It is curious that both in economic theory and in classical neo-Darwinian evolutionary theory (both of which utilize game theory models), there has been little attention and even less theoretical work done on what I refer to as “corporate goods.” In the corporate goods model (which can include any number of players), the participants may contribute in many different ways to a joint product (say the capture of a large game animal or the manufacture and sale of an automobile). I like to call it a “combination of labor.” However, unlike “collective goods,” or “public goods” that are indivisible and must be equally shared (even possibly with non-participants and cheaters), corporate goods can be divided in accordance with various principles, or “rules” or “contracts”. The division of the spoils is thus not preordained, as is the case with the payoffs in most game theory models. In other words, the payoff matrix can be manipulated at will.
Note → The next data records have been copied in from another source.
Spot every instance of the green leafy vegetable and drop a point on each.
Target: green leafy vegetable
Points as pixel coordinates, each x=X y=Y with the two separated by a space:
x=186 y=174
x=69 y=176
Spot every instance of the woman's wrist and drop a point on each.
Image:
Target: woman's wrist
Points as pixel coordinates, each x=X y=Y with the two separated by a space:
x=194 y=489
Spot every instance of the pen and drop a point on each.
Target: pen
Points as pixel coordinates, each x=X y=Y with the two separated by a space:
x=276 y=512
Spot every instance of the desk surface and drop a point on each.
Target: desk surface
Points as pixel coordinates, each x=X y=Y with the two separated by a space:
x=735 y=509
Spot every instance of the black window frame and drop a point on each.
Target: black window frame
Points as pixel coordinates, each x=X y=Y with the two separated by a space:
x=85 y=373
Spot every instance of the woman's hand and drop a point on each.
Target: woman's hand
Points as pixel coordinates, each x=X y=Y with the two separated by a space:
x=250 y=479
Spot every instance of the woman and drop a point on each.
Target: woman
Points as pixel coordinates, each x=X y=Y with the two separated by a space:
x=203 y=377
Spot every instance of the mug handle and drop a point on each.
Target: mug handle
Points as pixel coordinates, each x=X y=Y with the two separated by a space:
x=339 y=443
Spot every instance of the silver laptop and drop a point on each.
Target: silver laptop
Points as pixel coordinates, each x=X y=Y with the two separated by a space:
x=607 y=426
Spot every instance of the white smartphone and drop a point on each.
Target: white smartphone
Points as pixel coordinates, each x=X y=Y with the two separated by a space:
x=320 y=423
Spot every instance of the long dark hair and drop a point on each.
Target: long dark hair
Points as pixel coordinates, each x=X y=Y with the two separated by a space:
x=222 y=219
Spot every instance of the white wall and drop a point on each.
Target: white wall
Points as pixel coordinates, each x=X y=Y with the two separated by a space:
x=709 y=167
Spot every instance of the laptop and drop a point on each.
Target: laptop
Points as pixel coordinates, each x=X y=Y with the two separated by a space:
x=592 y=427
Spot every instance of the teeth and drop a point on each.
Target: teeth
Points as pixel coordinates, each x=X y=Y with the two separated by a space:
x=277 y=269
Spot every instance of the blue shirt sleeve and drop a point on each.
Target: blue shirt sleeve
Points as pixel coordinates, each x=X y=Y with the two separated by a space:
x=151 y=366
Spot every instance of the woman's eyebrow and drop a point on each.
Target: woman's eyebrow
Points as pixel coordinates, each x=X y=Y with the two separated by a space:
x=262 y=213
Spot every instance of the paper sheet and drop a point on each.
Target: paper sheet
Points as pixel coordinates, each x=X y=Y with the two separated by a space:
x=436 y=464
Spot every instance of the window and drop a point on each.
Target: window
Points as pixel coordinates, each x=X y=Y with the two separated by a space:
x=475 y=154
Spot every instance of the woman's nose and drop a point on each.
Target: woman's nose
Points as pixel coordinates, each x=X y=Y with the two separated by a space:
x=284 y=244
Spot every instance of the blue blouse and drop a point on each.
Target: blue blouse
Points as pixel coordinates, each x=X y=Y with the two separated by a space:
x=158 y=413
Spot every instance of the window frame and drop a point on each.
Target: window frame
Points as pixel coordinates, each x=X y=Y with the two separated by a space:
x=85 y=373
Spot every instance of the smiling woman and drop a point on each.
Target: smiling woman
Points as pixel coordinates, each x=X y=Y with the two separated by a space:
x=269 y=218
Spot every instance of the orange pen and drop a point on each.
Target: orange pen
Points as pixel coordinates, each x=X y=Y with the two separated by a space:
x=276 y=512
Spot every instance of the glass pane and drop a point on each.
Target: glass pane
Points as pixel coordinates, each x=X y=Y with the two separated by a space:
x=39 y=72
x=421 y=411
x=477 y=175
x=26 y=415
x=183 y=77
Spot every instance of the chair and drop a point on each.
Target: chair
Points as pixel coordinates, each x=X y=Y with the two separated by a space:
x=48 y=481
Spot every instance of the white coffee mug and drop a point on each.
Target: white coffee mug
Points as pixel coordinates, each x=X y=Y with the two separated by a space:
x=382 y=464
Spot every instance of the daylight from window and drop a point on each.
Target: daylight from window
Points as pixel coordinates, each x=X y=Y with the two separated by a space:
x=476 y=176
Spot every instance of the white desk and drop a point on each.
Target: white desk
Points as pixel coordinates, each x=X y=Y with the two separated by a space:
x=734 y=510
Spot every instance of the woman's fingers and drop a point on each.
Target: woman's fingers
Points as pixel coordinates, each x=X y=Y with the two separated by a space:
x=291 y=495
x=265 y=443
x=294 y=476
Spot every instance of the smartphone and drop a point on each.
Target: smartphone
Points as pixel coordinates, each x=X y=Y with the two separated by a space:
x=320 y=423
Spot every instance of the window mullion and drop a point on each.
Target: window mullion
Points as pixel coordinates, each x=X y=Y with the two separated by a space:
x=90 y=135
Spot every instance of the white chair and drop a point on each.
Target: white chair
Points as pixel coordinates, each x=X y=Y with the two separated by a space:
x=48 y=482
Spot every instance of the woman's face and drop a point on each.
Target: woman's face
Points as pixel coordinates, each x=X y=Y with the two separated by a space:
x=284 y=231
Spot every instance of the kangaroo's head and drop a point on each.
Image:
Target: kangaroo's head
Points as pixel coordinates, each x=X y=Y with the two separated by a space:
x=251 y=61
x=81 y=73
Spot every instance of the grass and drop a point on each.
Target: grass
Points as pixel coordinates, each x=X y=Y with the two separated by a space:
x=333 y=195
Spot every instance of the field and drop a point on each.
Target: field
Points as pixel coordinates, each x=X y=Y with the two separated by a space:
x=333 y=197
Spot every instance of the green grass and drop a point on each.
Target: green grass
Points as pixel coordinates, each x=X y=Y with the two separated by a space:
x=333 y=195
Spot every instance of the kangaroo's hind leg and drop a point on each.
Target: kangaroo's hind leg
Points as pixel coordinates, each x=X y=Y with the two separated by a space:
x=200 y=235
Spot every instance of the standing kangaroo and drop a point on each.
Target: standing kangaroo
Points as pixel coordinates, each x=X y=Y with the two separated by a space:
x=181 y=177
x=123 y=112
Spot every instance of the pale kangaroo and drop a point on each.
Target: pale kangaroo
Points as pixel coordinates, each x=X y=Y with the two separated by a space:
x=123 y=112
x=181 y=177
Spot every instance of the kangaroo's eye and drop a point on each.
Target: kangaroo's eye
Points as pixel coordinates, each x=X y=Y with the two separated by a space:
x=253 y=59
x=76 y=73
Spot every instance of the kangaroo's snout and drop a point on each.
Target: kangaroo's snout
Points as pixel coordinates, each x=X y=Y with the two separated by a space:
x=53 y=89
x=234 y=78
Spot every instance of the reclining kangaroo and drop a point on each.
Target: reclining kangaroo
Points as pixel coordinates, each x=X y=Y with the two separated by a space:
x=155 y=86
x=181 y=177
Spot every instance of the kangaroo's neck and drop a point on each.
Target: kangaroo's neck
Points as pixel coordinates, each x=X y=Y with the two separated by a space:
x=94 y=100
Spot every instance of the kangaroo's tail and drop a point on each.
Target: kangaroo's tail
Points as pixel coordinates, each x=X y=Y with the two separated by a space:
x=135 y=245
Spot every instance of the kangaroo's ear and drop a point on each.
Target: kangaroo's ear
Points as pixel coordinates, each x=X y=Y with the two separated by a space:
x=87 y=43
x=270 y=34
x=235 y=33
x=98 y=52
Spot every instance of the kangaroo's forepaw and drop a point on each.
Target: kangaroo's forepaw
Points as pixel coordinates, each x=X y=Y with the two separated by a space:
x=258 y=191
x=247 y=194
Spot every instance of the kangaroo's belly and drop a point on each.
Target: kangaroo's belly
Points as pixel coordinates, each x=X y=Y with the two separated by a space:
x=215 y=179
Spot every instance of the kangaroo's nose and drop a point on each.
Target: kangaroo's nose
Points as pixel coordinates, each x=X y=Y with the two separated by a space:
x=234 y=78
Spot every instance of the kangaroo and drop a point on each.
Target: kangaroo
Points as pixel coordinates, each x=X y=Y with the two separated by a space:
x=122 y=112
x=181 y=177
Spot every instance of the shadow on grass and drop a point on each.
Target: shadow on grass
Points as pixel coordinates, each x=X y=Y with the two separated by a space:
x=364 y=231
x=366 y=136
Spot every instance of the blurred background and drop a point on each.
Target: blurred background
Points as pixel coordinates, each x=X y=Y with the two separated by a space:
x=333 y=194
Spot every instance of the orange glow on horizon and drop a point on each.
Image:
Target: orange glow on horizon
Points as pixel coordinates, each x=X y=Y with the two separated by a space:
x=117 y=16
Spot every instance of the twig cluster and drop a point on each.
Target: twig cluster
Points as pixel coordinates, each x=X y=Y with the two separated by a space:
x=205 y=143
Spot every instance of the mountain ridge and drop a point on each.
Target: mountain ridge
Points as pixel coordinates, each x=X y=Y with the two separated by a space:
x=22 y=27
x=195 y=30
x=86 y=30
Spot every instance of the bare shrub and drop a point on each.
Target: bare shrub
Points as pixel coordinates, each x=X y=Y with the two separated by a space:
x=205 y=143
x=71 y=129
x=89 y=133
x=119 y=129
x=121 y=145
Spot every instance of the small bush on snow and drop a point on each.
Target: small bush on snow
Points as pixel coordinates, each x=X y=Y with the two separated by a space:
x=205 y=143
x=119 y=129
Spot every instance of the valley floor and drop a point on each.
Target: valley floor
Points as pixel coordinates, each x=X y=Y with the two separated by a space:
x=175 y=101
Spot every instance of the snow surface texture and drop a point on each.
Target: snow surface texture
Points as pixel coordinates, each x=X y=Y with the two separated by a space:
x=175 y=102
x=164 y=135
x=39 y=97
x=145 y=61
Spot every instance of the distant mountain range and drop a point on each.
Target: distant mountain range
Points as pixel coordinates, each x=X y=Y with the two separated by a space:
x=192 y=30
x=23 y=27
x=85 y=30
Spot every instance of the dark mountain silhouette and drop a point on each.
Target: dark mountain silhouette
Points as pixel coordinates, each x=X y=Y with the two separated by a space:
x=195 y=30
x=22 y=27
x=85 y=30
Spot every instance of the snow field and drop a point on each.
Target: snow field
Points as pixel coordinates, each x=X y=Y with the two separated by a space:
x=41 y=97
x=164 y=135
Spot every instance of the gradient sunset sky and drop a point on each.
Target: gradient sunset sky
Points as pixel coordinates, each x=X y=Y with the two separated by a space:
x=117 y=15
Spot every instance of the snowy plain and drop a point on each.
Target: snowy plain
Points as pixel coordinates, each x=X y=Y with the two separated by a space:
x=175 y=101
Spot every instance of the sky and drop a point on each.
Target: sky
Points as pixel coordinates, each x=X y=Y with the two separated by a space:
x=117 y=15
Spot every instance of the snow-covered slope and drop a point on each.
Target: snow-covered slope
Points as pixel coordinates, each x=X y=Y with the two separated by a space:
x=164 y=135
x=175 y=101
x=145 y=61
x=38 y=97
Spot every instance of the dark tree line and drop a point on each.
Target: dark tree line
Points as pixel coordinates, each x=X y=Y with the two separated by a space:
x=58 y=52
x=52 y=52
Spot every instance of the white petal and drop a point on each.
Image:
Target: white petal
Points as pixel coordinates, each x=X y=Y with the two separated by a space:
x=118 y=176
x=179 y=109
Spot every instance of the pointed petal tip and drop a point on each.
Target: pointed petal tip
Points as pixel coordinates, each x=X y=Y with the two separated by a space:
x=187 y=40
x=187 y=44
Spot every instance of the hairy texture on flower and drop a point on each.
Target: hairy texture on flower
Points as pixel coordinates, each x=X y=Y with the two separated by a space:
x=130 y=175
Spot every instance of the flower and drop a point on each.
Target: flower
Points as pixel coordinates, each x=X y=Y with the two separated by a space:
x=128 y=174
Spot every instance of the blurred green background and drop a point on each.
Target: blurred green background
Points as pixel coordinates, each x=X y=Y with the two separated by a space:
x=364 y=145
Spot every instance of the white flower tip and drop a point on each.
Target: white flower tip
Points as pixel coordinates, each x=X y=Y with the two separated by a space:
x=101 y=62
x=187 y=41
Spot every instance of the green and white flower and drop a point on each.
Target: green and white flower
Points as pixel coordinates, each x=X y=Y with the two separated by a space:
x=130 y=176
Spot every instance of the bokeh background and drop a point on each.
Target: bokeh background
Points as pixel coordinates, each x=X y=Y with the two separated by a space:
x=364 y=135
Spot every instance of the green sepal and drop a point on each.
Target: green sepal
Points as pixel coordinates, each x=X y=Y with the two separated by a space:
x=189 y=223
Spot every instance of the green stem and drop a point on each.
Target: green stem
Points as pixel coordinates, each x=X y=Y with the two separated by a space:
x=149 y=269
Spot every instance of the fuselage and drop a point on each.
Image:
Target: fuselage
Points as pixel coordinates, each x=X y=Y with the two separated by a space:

Indeed, the question of how the goods are divided up may be crucially important in determining if the “game” will be played at all. If this sounds familiar, even commonplace, it is because corporate goods “games” are, in fact, ubiquitous in human societies, and are fairly common in nature as well. It is the predominant form of economic organization in a complex society.

Thought for the day: Back when America had a predominately middle-class society and one-income families were the rule (hard to believe today), the disparities in wealth were not so great. Nowadays, as a friend put it (with only a bit of hyperbole), either you have three houses or three jobs. There’s nothing in between.